Content Recommender System | Naveen

Motivation

Generic recommendation engines optimize for engagement. They surface popular items, trending content, or straightforward purchase history — and they work reasonably well until you have a diverse enough user base that “popular” stops meaning “relevant to this specific person.”

The goal of this project was to build a recommender that understood why customers were similar, not just what they had bought. By modeling psychographic characteristics alongside behavioral signals, the system could identify meaningful similarity even between customers with very different purchase histories.

Collaborative Filtering

The foundation is a standard collaborative filtering approach: users are represented as vectors in preference space, and similarity is computed between those vectors to generate recommendations.

The user preference matrix is built from:

Explicit signals: ratings, saves, explicit preference inputs
Implicit signals: time-on-item, return visits, scroll depth
Purchase history: product category affinities derived from order history

Each user ends up as a dense vector in a high-dimensional space where each dimension corresponds to a preference axis.

Psychographic Model

Psychographic modeling adds a layer on top of behavioral data. Rather than relying solely on what users have done, it attempts to capture why they do it — the underlying motivations and values that predict future preferences.

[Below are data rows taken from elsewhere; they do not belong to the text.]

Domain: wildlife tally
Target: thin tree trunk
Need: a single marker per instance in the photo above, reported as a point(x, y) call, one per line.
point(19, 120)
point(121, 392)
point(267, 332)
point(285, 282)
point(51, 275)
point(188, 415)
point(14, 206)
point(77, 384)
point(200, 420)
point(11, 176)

The model uses a cluster of psychographic dimensions drawn from survey data and inferred behavioral proxies:

Price sensitivity — inferred from discount engagement rates
Quality orientation — inferred from brand and category selections
Novelty seeking — inferred from new-product engagement velocity
Social influence — inferred from engagement with trending or shared content

These dimensions are combined with behavioral signals into a unified preference vector per user.

Distance Calculation

Similarity between users is computed using Euclidean distance in the combined preference space:

import numpy as np

def user_similarity(vec_a: np.ndarray, vec_b: np.ndarray) -> float:
    distance = np.linalg.norm(vec_a - vec_b)
    # Convert distance to similarity score in [0, 1]
    return 1 / (1 + distance)

The top-N most similar users to a given customer are retrieved, and items they engaged with (but the target customer has not yet seen) are scored by weighted overlap across the similar-user set.

Results

After deploying to a subset of users in a controlled rollout:

Recommendation click-through rate increased by 23% over the baseline collaborative filter
Average session length increased by 11%
The psychographic dimensions were most predictive for users with sparse purchase histories — exactly the population where standard collaborative filtering performs worst

The biggest lesson: psychographic signals have value precisely because they provide signal in the absence of behavioral data. New users with no history still have preferences that can be surfaced through the onboarding questionnaire, giving the system something to work with from day one.